Having done a bit more on this I now find that my WD system is running at some 650 page faults per second and it has over 200mb available memory. However this tells far from the whole story.
Firstly let me say what I have found applies to W2K and probably XP, W98 and WME run very different memory models.
There are two main types of page fault, there is the ‘hard’ page fault where the data has to be read in from the page file on disk, and there is the ‘transition’ page fault. Now the transition list is where a page marked for page out to disk is put while it is waiting for the I/O to complete, the page is marked invalid in the page table but has not yet been re-allocated so the data is still as it was. When the memory manager gets a page fault it checks to see if the page is on the transition list, if it is no I/O is needed the page is then marked valid and the faulted code can be resumed. So a transition page fault is very quick to be resolved as it only takes a few cpu cycles and no I/O.
My WD system runs with 450 tansition faults per second, so if I read the info correctly I am only getting some 200 ‘hard’ page faults a second. This is not so bad but still bad enough in my view.

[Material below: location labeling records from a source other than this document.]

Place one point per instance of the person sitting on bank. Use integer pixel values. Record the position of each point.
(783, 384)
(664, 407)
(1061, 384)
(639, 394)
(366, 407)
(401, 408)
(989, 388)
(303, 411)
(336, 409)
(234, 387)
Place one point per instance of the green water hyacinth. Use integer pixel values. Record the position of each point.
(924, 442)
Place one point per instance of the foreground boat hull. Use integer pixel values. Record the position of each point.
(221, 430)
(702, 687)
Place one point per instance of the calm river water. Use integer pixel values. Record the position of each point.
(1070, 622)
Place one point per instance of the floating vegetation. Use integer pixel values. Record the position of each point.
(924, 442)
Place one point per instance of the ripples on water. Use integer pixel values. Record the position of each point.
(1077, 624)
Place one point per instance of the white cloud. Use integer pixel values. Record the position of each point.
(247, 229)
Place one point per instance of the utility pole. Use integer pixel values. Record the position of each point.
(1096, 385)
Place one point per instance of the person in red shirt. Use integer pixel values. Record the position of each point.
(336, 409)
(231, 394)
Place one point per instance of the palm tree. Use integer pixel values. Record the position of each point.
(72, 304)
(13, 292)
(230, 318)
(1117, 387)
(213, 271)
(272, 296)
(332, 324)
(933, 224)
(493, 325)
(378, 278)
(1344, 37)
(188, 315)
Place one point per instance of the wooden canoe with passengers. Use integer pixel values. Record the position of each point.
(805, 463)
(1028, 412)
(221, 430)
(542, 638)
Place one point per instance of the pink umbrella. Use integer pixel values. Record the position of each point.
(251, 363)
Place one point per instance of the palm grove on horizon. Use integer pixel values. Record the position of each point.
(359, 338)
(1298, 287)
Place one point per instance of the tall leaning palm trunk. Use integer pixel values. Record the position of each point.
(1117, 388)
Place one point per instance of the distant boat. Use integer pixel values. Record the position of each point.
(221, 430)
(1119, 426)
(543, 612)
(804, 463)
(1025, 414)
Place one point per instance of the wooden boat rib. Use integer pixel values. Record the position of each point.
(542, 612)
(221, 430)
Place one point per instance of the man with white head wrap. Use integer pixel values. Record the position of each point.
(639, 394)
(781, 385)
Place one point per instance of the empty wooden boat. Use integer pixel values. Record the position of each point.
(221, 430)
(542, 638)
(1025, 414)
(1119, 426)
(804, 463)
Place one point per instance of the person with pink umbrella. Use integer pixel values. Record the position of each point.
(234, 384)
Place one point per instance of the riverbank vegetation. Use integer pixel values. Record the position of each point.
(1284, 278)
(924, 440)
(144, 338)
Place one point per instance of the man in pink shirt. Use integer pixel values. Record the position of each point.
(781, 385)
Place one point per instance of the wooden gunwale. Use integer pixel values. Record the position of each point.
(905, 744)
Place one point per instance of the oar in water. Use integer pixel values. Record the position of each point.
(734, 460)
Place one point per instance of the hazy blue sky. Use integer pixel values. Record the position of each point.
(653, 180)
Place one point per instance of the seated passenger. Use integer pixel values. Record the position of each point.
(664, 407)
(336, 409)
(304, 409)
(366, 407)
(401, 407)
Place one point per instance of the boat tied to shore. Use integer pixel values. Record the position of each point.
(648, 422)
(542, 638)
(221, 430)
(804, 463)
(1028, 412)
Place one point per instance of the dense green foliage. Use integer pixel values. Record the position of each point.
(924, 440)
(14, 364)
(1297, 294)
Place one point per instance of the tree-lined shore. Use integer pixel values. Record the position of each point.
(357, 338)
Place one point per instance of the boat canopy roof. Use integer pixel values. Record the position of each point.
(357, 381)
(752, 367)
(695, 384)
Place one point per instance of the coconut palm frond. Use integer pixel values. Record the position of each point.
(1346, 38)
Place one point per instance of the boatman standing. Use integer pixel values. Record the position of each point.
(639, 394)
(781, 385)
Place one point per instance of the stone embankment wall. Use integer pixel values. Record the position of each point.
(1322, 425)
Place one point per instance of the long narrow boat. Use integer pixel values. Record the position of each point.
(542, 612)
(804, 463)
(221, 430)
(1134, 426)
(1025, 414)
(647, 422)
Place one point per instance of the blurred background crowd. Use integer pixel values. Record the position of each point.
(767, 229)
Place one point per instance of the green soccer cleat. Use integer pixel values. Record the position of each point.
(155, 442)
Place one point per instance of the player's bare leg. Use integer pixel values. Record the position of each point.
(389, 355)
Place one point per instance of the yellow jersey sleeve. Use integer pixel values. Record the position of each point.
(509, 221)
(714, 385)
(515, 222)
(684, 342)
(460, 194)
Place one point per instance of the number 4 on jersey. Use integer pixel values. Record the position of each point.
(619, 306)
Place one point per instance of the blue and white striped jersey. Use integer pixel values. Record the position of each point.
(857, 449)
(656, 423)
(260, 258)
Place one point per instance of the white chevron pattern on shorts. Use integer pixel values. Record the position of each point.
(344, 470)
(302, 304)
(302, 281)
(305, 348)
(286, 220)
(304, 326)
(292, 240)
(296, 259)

The available memory can lead people to think that this equates to free memory. I believe this is not the case, available memory is the total of any free (unallocated) memory AND any memory which is allocated but is also pageable and therefore available for other applications to ‘steal’. So looking at available memory does not tell you how much unallocated memory you have. It would seem to me that in a windows model you need an awful lot of memory to reduce paging (both hard and transition). It would appear that the W2K task manager memory graph gives a better idea of memory allocation, on my WD system it sits at 313604K (this is also shown under the Commit Charge) which means that since I only have 384mb available physical memory it would seem that the maximum unallocated memory I have is about 71Mb an awful lot less that the 247000K shown as available. You dont need very much to go awry and all of the physical memory would be eaten up and paging would then take off even more.
Even adding shed loads of RAM will not prevent paging, my m/c I use for most of my PC work has 1Gb of physical memory and even with not a whole lot running it still pages stuff in and out (altough not nearly as much as the WD m/c pages) and it currently has over 600MB available and the Commit Charge sits at 539MB roughly and so most of this available 600MB is actually unallocated!
So to sum up… hmmm… Nothing conclusive I guess except to say what most people have always said about Windows, add as much RAM as you can when building a system. If you have a slowish processor the more RAM the better.
My WD machine has only two ram slots with currently a 256mb and a 128mb in each, I will probably replace the 128mb with a 512mb, giving 768mb in total. This I hope will reduce the paging somewhat and if memory useage does peek above the 384mb then it will certainly help.
Having read quite a lot about windows memory management it does appear that there is memory which can be allocated which is not pageable. I am wondering if Brian could take a look at the memory used for data which is shared between WD and say WDWatch to see if anything could be changed to ensure the shared data stays in memory, this might help with the huge numbers of page faults which WDWatch experiences?